Emily made to go to him, but Aunt Anastacia stopped her with her hand. Emily looked at the witch questioningly.
“Let him alone,” Aunt Anastacia instructed. “Let him find out about Rina first.”
Emily could see the wisdom in the woman’s words. So she stayed put and waited.
“Emily?” Michael looked and saw her standing right next to Aunt Anastacia. As soon as he saw her, he looked relieved. “Are you all right?”
Emily opened her mouth to speak. Yet, words failed her. Instead, a whimpering sound came out of her mouth.
“We defeated them,” Michael said, a smile of triumph coming onto his face. At his side, Joanna made a noise. He got distracted for a moment and turned to attend to her. There was a little metal shard in her right hip, which he removed without fuss. He didn’t even need to use magic.
“We made it,” Michael informed Joanna, helping her to her feet. “We defeated the enemy!”

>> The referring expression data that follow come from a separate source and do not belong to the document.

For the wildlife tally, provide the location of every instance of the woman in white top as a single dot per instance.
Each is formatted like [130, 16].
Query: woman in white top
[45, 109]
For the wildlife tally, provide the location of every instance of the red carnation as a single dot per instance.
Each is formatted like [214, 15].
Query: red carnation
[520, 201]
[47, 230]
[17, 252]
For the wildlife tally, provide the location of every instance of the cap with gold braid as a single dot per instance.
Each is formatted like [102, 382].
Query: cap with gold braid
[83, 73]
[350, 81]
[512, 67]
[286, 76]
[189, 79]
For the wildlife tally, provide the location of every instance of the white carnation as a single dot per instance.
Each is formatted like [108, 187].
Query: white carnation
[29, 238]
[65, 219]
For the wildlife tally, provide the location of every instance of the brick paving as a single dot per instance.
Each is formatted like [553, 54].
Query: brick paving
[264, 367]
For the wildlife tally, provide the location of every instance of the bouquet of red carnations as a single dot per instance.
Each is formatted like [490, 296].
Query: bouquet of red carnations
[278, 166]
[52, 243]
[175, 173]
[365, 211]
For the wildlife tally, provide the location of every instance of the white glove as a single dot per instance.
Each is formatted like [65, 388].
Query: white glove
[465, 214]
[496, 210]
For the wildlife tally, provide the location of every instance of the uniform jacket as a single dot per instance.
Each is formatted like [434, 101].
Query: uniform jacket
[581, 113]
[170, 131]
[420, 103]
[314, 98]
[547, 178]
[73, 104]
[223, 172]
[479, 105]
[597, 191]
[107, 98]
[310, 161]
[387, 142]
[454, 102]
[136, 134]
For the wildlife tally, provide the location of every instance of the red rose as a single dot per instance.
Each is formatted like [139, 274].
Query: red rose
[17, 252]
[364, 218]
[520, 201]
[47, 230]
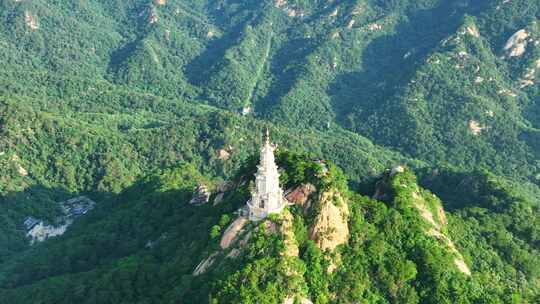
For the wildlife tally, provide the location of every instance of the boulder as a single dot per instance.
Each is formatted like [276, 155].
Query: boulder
[331, 227]
[300, 195]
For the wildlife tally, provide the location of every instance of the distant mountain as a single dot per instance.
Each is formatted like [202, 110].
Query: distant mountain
[98, 98]
[149, 244]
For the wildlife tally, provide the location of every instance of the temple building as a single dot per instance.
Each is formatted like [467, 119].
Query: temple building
[267, 196]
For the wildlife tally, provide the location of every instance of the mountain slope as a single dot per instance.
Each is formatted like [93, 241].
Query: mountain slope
[391, 253]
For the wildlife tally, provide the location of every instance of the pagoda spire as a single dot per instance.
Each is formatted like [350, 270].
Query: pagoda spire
[267, 196]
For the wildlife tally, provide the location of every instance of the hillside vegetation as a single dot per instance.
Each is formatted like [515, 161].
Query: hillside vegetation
[135, 103]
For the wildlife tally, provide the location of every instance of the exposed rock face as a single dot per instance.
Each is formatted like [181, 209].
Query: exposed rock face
[287, 230]
[73, 208]
[201, 195]
[300, 195]
[331, 227]
[41, 232]
[475, 127]
[516, 44]
[231, 233]
[435, 231]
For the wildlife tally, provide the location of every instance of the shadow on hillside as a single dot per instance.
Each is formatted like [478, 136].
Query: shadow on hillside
[287, 66]
[39, 202]
[199, 69]
[388, 64]
[121, 225]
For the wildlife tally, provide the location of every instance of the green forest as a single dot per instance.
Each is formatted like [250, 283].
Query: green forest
[417, 120]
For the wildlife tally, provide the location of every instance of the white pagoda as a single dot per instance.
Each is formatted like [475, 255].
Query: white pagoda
[267, 196]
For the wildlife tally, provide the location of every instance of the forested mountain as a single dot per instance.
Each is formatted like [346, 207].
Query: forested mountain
[135, 103]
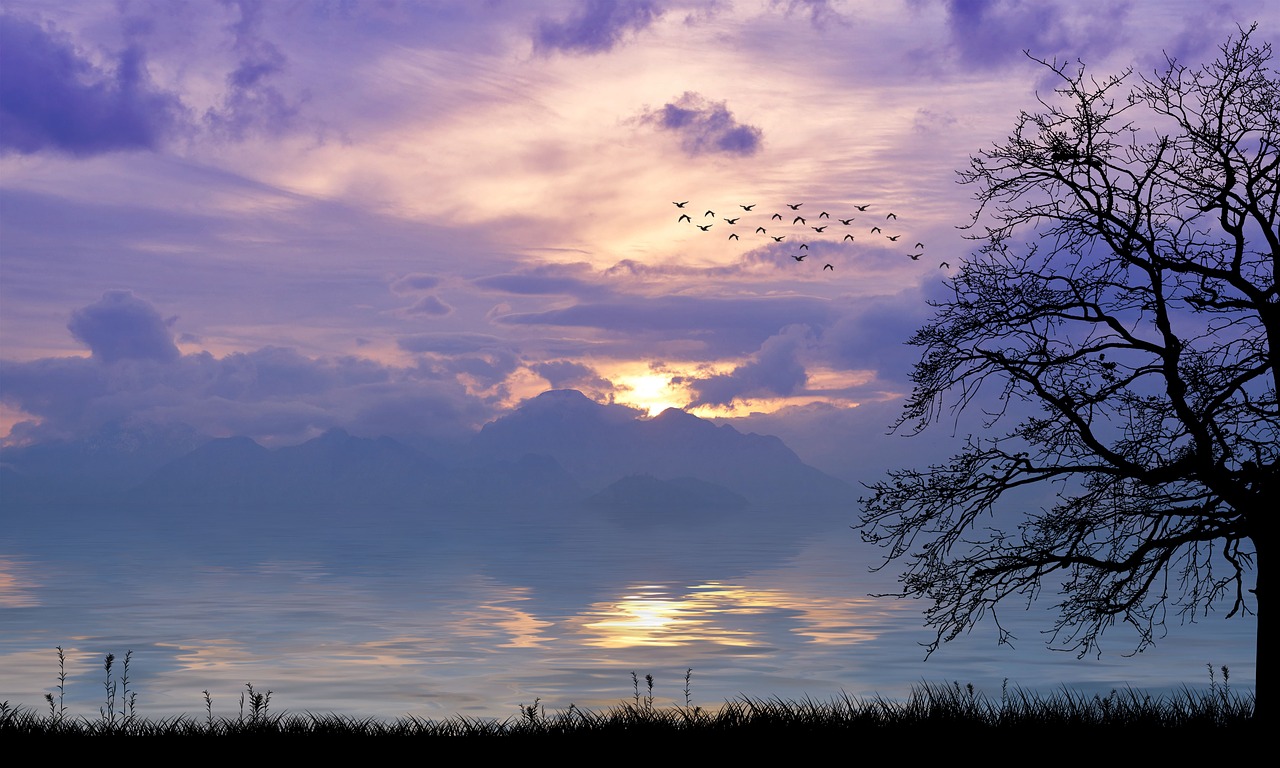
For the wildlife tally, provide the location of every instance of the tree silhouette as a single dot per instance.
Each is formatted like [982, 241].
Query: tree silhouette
[1123, 300]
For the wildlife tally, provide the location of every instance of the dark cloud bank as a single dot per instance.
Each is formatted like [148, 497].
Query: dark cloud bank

Joanna took one look at Emily and saw the expression on Emily’s face. Darkness descended in her eyes. “If we won, then why does Emily look like that?”
Michael looked back at Emily and then noticed something he should have noticed at first. Rina was not by her side.
“Where’s Rina?” The fear in his voice was loud and undiluted. He ran into the road, toward Emily. “Where’s Rina?”
Aunt Anastacia slid to Emily’s front, while Emily retreated two feet back. Michael’s attention was then drawn away from them to Emily’s dad, who still knelt over Rina’s motionless body.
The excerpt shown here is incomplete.